Epidemiologists add some further tests – dose/response relationships, temporal relationship, etc. These are based on some basic models of the processes that are believed to exist in the world and are being tested with the analysis. The analysis is testing the consistency of the data not with a statistical model, but with a causal model, and A causes B shouldn’t be the case if B precedes A.

Andrew’s list “you gotta worry about identification, you should control for as many pre-treatment variables as possible but not any post-treatment variables, you should consider treatment interactions, etc.” feels right about extending an understanding of when and how to make causal inferences, but to me doesn’t get to the core of the issue, except indirectly in its comment that “you gotta about identification.” Causal inferences have to come first from consistency of observed associations with a separate causal/conceptual model of the processes that are believed to be producing the result. The models tested should be based upon the conceptual model. This is what economists for example claim to do when they provide a theoretical model of consumer or firm behavior and design their regressions to test the predictions of the models. Model specifications and analytic strategy should also allow ruling out other competing explanations/hypotheses. These are the purposes of worrying about identification, but the modeling should go beyond that. The RHS of a regression model to the extent it reflects the conceptual model can get busy, and modeling analytically interactions, or casual links through mediation analysis is reasonable and often necessary to make the regression reflect the conceptual model being explored.

It is easy to draw questionable causal inferences from a regression. In Andrew’s field of voting behavior, if I observed an association of higher income with voting Republican, I would hesitate to draw the inference that if I increased the income of an individual, I would increase their likelihood of voting Republican. If I had data on change of income and found the association, I might feel more comfortable drawing causal inferences; and if I had baseline voting behavior at the initial income level, and observed a shift to Republican’s when income increased, would be more confident still in drawing a causal link from the observed association.
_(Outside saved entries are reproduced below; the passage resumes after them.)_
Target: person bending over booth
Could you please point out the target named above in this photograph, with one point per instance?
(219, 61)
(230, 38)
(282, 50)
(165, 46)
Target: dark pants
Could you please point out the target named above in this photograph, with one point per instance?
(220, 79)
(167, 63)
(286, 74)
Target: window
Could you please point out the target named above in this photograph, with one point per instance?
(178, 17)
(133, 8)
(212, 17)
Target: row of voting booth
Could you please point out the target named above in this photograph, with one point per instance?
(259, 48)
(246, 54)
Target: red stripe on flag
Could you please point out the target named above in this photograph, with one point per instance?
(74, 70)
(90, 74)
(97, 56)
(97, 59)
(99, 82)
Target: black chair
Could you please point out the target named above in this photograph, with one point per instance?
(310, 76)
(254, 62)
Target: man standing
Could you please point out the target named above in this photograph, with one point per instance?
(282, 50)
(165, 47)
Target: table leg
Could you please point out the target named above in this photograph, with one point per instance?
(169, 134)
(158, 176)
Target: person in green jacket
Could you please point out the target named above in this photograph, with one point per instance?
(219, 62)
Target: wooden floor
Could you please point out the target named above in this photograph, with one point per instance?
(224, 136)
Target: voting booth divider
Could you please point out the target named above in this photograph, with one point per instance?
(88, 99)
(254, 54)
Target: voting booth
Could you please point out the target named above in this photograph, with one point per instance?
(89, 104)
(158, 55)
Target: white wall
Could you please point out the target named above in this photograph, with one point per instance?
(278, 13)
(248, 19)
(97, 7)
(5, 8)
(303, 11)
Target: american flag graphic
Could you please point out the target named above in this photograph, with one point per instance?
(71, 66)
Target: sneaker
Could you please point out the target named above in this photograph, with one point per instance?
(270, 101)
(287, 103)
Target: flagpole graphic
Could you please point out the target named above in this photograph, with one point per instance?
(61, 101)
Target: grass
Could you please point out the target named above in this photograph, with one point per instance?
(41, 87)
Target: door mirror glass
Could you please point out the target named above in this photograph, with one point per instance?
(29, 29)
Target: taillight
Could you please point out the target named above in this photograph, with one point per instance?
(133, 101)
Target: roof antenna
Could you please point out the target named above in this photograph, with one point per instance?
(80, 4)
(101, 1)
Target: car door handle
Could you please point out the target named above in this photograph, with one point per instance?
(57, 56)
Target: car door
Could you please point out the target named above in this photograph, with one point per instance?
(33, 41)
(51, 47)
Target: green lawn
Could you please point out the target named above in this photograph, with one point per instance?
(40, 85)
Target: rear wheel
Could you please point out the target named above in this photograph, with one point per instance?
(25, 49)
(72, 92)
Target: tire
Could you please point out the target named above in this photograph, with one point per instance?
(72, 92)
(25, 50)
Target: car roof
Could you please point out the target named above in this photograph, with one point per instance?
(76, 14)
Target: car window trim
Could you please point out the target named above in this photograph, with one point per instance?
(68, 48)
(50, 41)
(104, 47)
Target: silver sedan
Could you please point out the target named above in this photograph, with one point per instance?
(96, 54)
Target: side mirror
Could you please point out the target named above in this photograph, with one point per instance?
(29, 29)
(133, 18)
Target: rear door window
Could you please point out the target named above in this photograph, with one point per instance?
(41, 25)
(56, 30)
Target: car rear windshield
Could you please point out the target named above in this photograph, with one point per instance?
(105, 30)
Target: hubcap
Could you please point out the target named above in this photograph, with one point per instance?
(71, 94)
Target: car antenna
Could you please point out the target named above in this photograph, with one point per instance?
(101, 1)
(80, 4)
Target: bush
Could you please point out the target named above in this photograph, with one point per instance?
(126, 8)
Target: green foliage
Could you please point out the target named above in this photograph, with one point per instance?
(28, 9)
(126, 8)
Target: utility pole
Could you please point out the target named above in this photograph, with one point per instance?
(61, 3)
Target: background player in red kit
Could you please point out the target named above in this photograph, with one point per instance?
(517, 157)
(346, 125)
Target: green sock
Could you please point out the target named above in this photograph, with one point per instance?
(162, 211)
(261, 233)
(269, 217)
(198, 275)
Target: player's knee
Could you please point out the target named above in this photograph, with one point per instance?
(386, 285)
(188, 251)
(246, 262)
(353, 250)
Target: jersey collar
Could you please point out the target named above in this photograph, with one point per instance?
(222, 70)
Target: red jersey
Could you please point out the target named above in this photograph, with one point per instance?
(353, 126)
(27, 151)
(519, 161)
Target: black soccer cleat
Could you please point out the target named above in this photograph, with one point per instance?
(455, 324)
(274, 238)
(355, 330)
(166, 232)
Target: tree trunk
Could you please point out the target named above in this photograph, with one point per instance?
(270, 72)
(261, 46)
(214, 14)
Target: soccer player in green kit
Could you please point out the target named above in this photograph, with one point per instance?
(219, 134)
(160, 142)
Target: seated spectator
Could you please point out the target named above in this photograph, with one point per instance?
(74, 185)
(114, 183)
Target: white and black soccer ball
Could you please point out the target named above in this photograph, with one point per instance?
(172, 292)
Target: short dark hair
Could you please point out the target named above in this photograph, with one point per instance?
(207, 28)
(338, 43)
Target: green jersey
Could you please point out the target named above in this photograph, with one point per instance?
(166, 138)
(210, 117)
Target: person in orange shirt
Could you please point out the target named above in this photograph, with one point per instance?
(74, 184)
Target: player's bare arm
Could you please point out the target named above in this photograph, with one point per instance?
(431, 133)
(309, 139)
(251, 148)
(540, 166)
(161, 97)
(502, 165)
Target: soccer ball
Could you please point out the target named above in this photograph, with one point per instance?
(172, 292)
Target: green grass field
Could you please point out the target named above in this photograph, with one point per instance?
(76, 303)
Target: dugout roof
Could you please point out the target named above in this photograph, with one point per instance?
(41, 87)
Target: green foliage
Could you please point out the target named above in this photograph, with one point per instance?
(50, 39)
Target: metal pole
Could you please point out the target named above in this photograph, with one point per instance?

Behavior as a result of change in income is what I want to understand, and cross sectional differences in income without data on change make testing this model harder.

While it is easy to draw questionable causal inferences from regressions, and I’ve trained my students well to routinely write into their papers that the observed association is not necessarily causal, the underlying motivation of analysis is often a causal model and the desire to see if the results are consistent with the model. Without a model, without choosing the sample and selecting the RHS variables to reflect the model, without worrying about jointly modeling what would be expected in a competing causal model (or rules such as those of the epidemiologists about when relationships look causal), we observe nothing but associations, and causal inferences are not appropriate. But if there is an underlying causal model and the analysis is designed to test whether the links in the model are observed, I would argue that drawing causal inferences is legitimate and language implying causality is not inappropriate.